Both tinfoil666 and Palomine make good points.
I have some suspicions about the driving factors behind some of this.
An impression I have is that society seems to equate that
notable curviness -- pulchritudinous beauty, based on the classic female form, part of the essence of physical femaleness -- is somehow damaging to the modern ideal of the intelligent, empowered and capable woman. Thus dangerous to hang out there as a meme of the ideal, in modern media and discourse.
However, I observe that one can certainly have a killer hourglass figure and still be intelligent, empowered and capable.
The other side of my impression is that that much female power in combination tends to strike fear in the hearts of that same demographic shared by those studio execs and other "captains of industry" - and thus tends to get suppressed on that account also.
I think this is one of the reasons why the persona of the intelligent, powerful And beautiful woman often gets relegated to the femme fatale - Danger, Will Robinson!! Or gets held up as a sacred cow to get harpooned (how's that for a mixed metaphor? I'm not implying manatees here...)

- case in point Sigourney Weaver in Working Girl. But the writers softened (hardened?) that one by endowing her character with a "bony ass". LOL
Heh, the Working Girl illustration even works on the other side of the coin - Melanie Griffith's character, unpolished, curvier and alluring, achieves her goals with sweat equity rather than raw intelligence - wins. This movie worries me a bit -it's supposed to be an anthem for female empowerment, but taken at the levels I'm talking here, it's motives seem a bit duplicitous. You could argue this more than one way...
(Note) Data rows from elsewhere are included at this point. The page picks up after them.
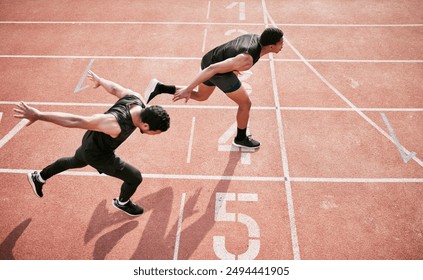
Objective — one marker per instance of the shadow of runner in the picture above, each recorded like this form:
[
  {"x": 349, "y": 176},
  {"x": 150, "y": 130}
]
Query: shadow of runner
[
  {"x": 156, "y": 242},
  {"x": 102, "y": 219},
  {"x": 6, "y": 247},
  {"x": 108, "y": 241},
  {"x": 192, "y": 236}
]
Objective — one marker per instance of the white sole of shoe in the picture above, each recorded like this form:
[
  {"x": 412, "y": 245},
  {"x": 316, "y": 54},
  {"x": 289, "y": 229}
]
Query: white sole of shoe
[
  {"x": 151, "y": 86},
  {"x": 114, "y": 205},
  {"x": 244, "y": 147},
  {"x": 29, "y": 177}
]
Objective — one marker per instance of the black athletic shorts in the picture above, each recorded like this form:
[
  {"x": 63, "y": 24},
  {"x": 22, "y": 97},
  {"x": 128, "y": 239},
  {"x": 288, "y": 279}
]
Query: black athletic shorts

Anyway, despite efforts in various fronts to promote gender enlightenment, in large proportion across today's cultures the modern male still prefers his sex objects to not be particularly intellectually challenging. It's much less stressful that way (can you say, Sarcasm?).
All this boils down to avoidance of some tricky sociological undercurrents. Mix this gunk up with marketing, and the scale of investment and expected returns on big media like movies and television, and you have many of the ingredients for today's media.
I hope to see lots of Emily Barry, notwithstanding. WITHOUT forced weight loss or reduction.